US shoots down Iranian drone approaching the aircraft carrier ‘Abraham Lincoln’
The White House confirms the incident but says that negotiations for an agreement with Tehran are ‘still scheduled’

The U.S. military shot down an Iranian drone on Tuesday as it approached the aircraft carrier Abraham Lincoln, deployed in the Arabian Sea. The unmanned Iranian aircraft, a Shahed‑139 model, was flying toward the vessel and was downed by a U.S. F‑35 fighter jet, according to White House spokesperson Karoline Leavitt in an interview with the conservative U.S. network Fox News.
Talks with Iran are “still scheduled,” Leavitt later stressed, referring to the meeting expected to take place between Tehran and Washington — likely on Friday in Istanbul — to try to seal a new nuclear agreement.
This incident, the first armed confrontation between the two countries since June — when Israel and the U.S. bombed Iran — comes amid a military escalation between Tehran and Washington. Last Friday, Donald Trump sent what he described as an “armada” to waters near Iran. The flagship of that military deployment is precisely the USS Abraham Lincoln, the carrier the drone was approaching when it was shot down by the F‑35.
“We have a large armada, flotilla, call it whatever you want, heading toward Iran right now, even larger than what we had in Venezuela,” Trump told reporters in the Oval Office at the time. “If we do make a deal, that’s good. If we don’t make a deal, we’ll see what happens.”
The United States is demanding that Iran end its nuclear program and hand over the stockpile of highly enriched uranium held in the country.

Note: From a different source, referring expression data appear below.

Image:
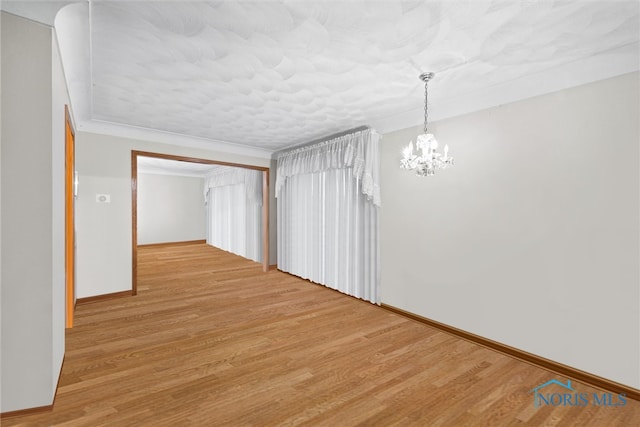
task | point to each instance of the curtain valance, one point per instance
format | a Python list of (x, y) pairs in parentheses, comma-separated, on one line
[(227, 175), (358, 150)]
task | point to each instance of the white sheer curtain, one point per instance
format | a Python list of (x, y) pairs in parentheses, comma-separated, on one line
[(328, 201), (234, 211)]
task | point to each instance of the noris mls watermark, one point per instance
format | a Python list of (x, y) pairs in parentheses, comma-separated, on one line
[(557, 393)]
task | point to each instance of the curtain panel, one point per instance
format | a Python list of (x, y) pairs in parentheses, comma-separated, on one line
[(328, 202), (233, 198)]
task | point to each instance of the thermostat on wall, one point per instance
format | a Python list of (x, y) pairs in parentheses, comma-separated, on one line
[(103, 198)]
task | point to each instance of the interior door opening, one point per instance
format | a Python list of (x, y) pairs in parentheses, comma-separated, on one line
[(135, 155)]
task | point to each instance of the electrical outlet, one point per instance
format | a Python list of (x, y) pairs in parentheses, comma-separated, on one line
[(103, 198)]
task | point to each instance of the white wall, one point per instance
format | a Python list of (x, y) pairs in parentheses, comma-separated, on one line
[(33, 93), (170, 208), (104, 230), (60, 98), (532, 239)]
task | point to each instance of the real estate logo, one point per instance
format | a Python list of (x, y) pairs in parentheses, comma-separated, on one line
[(568, 396)]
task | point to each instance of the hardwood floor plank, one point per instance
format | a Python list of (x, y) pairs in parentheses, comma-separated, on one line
[(212, 340)]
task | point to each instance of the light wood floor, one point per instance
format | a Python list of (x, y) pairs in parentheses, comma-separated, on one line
[(211, 340)]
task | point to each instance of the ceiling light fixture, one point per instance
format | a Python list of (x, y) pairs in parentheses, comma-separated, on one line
[(430, 160)]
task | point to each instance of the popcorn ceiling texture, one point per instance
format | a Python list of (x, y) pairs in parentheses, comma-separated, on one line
[(272, 74)]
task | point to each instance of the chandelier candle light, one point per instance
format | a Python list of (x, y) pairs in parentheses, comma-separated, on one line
[(426, 163)]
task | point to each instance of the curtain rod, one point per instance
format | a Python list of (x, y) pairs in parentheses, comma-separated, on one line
[(323, 139)]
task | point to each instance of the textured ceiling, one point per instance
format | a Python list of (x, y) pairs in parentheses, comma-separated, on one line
[(273, 74)]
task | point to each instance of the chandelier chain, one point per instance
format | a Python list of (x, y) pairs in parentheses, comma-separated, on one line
[(426, 110)]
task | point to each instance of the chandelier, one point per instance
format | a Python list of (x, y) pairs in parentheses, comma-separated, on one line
[(429, 160)]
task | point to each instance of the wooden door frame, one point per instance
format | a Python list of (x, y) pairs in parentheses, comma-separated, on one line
[(69, 184), (134, 204)]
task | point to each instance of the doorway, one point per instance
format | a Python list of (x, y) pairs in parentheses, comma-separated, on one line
[(70, 193), (134, 203)]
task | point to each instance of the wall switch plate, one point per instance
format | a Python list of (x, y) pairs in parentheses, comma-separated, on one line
[(103, 198)]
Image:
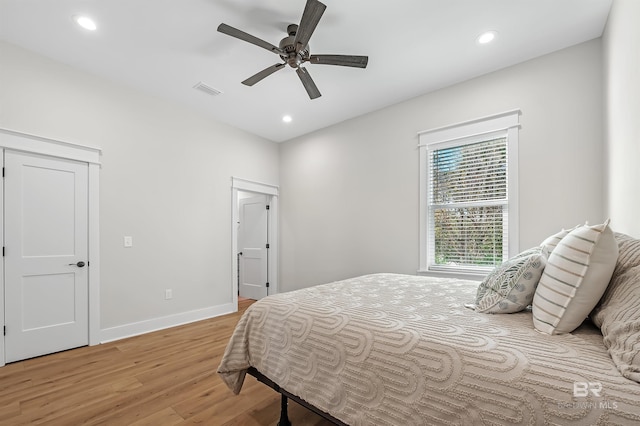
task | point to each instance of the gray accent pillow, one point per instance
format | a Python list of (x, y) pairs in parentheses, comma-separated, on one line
[(510, 287)]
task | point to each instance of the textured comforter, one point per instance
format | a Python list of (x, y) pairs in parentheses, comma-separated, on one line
[(390, 349)]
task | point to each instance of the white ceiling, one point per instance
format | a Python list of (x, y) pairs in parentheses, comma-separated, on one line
[(165, 47)]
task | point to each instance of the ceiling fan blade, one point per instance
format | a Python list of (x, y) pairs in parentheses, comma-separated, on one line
[(307, 82), (234, 32), (342, 60), (262, 74), (313, 11)]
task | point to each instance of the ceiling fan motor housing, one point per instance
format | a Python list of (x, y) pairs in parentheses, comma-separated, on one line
[(287, 45)]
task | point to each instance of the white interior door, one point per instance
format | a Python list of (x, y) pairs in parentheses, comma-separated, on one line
[(253, 241), (46, 251)]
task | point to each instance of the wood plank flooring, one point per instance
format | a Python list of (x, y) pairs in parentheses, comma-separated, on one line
[(163, 378)]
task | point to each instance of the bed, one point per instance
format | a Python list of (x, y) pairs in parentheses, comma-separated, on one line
[(390, 349)]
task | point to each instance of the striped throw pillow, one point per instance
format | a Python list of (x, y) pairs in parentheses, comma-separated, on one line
[(577, 274), (552, 241)]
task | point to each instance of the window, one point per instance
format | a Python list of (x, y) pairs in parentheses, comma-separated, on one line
[(468, 204)]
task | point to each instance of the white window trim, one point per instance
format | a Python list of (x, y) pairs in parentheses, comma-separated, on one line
[(480, 128)]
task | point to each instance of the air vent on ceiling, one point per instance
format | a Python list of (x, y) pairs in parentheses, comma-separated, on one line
[(207, 89)]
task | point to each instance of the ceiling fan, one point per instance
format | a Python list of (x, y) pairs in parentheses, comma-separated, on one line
[(294, 49)]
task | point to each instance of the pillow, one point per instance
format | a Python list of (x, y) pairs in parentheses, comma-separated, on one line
[(577, 274), (510, 287), (552, 241), (618, 313)]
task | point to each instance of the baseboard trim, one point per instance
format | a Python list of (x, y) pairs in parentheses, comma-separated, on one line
[(155, 324)]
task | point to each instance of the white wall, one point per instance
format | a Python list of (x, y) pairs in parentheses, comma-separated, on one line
[(349, 193), (165, 180), (622, 84)]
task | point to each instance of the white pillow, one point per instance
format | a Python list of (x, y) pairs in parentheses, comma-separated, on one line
[(510, 286), (552, 241), (577, 274)]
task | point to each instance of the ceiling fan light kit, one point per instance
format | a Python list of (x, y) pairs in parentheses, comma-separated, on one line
[(294, 49)]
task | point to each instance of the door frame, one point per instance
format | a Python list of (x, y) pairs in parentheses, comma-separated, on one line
[(24, 142), (272, 192)]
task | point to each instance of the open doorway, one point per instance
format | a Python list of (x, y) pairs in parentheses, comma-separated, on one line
[(254, 239)]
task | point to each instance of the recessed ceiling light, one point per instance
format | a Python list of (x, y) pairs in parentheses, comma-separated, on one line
[(487, 37), (85, 22)]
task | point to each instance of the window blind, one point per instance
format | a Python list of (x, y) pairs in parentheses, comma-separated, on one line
[(468, 204)]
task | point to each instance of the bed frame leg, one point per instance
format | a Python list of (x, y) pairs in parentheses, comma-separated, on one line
[(284, 416)]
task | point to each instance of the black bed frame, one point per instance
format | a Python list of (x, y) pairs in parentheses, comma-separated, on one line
[(286, 396)]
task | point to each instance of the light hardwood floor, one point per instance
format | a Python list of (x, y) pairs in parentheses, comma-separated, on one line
[(162, 378)]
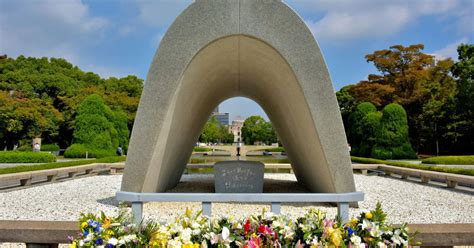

It is also calling for the Islamic Republic to halt its support for the network of militias known as the “Axis of Resistance” in the Middle East, as well as limits on Iran’s ballistic‑missile program.
Tensions between the two countries — which led many to believe a U.S. military strike was imminent last weekend — eased when Tehran signaled its willingness to negotiate with Washington. On Tuesday, Iran’s president, the moderate Masoud Pezeshkian, announced that he had instructed his diplomats to begin talks with the United States.
Two weeks ago, President Trump postponed what was widely seen as an imminent military assault. He justified the decision by claiming that the Islamic Republic had agreed not to execute 800 protesters detained in the latest wave of demonstrations against the regime — a claim later denied by Iran’s judiciary.
The U.S. president has been threatening to strike the Islamic Republic again since the start of those protests, which erupted in Tehran on December 28 and were met with unprecedented repression by Iranian security forces. At least 6,500 people have been killed in the demonstrations, according to the exiled Iranian NGO HRANA, which is investigating another 17,000 possible cases. Iranian authorities put the death toll at 3,117.
Earlier incidents
On Tuesday morning, before the drone was shot down, a group of six Iranian boats approached a U.S.-flagged oil tanker in the Strait of Hormuz, north of Oman — the artery through which 20% of the world’s crude oil trade passes. The Iranian vessels ordered the tanker, the Stena Imperative, to shut off its engine and prepare to be boarded. The crew chose to ignore the order and instead accelerated, according to the maritime security company Vanguard.
The tanker — whose operators say it had not entered Iranian territorial waters — was later escorted by a U.S. warship, according to the maritime risk‑management group.
The United Kingdom Maritime Trade Operations office had earlier reported that a group of armed vessels attempted to intercept a ship 16 nautical miles north of Oman, without identifying the tanker or the armed boats. The office said it was investigating the incident, which occurred at the entrance to the Strait of Hormuz.
The semi‑official Iranian news agency Fars, linked to the Revolutionary Guard, later cited anonymous Iranian officials saying that a vessel had entered Iranian territorial waters without the required permits, had been warned, and then left the area “without any special security measures being taken.”
The Strait of Hormuz connects the Persian Gulf with the Gulf of Oman and the Arabian Sea. It is the main — and almost only — route through which Saudi Arabia, Iran, the United Arab Emirates, Kuwait, and Iraq, all OPEC members, export most of their oil, primarily to Asia.
Iran has seized three tankers — two in 2023 and one in 2024 — near or inside the Strait of Hormuz. In some cases, those seizures were retaliation for similar actions by the United States against tankers linked to Iran, a country under severe international sanctions that particularly affect its oil exports.